Feb 7, 2011: 2:36 PM CST

It’s been a while since I updated you on Sector ETF performance according to the Sector Rotation Model, so let’s take a quick look at past and present money flow returns from the Offensive and Defensive Sectors starting with the August 2010 low at 1,040 and moving to the present February breakthrough beyond 1,300.

Here’s the chart:

You can also call this the QE2 Returns/performance, as initial rumors of the Federal Reserve’s aggressive, market-lifting stimulative QE2 program began about this time.

This is exactly the picture the Sector Rotation Model argues for Sector Strength and bull market continuation parameters – though the fact that Oil/Energy is by far the largest performer sends caution signals to the market.
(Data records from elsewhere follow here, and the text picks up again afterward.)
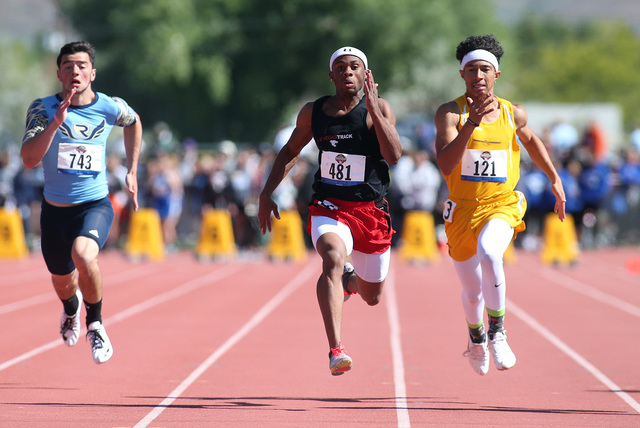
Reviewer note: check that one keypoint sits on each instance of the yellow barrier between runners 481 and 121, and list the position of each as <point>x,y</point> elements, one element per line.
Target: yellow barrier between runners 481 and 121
<point>418,242</point>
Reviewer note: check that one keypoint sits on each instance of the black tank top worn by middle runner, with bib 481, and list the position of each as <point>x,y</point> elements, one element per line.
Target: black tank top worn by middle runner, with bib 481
<point>351,167</point>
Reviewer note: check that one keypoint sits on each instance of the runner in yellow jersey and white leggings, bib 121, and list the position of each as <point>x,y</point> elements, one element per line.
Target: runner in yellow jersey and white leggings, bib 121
<point>479,156</point>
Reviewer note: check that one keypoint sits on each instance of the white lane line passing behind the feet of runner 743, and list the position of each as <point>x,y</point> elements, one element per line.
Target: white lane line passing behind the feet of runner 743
<point>147,304</point>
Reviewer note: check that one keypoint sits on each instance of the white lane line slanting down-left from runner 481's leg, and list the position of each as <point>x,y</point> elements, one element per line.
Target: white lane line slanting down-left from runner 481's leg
<point>259,316</point>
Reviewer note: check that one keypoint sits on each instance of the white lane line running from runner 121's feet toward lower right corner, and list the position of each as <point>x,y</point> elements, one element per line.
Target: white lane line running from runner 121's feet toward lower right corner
<point>544,332</point>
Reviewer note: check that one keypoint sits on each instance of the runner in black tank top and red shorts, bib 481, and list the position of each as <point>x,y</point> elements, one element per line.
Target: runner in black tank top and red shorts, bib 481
<point>357,140</point>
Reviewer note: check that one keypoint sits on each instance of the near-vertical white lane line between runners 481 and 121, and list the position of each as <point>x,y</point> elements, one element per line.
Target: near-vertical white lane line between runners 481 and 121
<point>402,410</point>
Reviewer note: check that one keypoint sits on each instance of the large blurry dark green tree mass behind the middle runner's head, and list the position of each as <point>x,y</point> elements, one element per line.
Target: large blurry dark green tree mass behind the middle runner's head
<point>216,69</point>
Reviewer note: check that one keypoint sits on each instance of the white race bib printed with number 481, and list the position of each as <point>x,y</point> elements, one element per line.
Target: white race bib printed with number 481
<point>342,169</point>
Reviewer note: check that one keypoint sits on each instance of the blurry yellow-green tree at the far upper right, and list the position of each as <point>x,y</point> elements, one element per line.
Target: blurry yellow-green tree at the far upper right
<point>593,62</point>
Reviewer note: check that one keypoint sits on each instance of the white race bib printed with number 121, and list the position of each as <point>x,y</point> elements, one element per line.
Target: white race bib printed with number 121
<point>484,165</point>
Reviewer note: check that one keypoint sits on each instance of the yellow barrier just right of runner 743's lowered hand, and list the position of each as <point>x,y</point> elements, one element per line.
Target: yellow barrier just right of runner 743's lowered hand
<point>145,235</point>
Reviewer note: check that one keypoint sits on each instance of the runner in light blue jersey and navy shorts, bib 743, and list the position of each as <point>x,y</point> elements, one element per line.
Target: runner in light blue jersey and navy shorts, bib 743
<point>68,133</point>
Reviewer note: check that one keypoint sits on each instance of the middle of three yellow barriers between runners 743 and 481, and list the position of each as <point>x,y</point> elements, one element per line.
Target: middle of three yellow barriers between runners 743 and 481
<point>216,235</point>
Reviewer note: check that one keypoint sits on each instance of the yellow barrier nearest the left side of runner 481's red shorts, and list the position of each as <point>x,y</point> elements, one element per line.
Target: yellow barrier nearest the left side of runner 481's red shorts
<point>287,241</point>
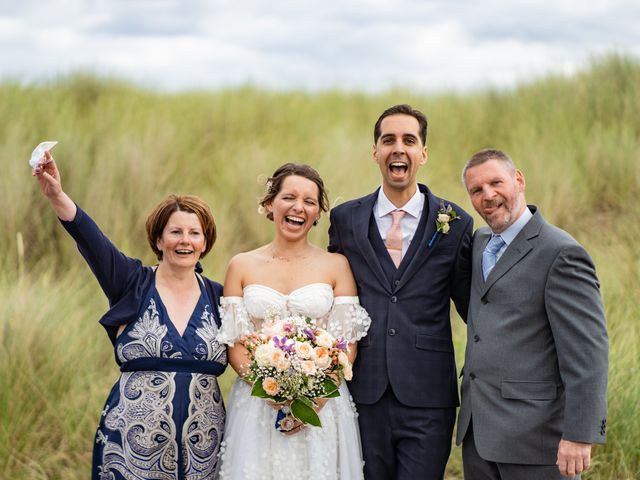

High Oil/Energy Prices are common-place and expected in a rising/recovering economy/bull market, but if they rise too high too quickly, it can serve as a broad-based tax that reduces income across the board for companies and individuals alike.

That being said as a word of caution, everything else is a ‘go’ according to the model, in that the Five Offensive Sector ETFs (Financials, Consumer Discretionary, Technology, Industrials, and Materials) are all the strongest sectors and all – save Financials – have outperformed the S&P500’s 25% gain in the last five or so months.

The weakest performers – as expected and as should be the case – are the Three Defensive Sectors:  Consumer Staples, Health Care, and Utilities.

It helps immensely to divide the broad market down into two categories of Offensive and Defensive Sectors, and then sub-divide those groups into the Five Bullish/Offensive Sectors and Three Bearish/Defensive Sectors.

Oil/Energy is up 46%, followed closely by the Industrials, Materials, Technology, and Consumer Discretionary Sectors – all up around 30%.

Financials are lagging the broader market and that may be a bit surprising, but keep in mind that – over the course of a bull market/economic recovery – money flow tends to move from left to right in terms of how the sectors appear on the chart.

Anyway – while we’re above 1,300 on the S&P 500, this market remains in bull territory and is supported by the above chart of recent sector performance… though do keep a close watch on the Energy Sector to make sure its quick rise does not translate into fewer dollars available to the economy after consumers/businesses must pay up for higher energy/oil prices.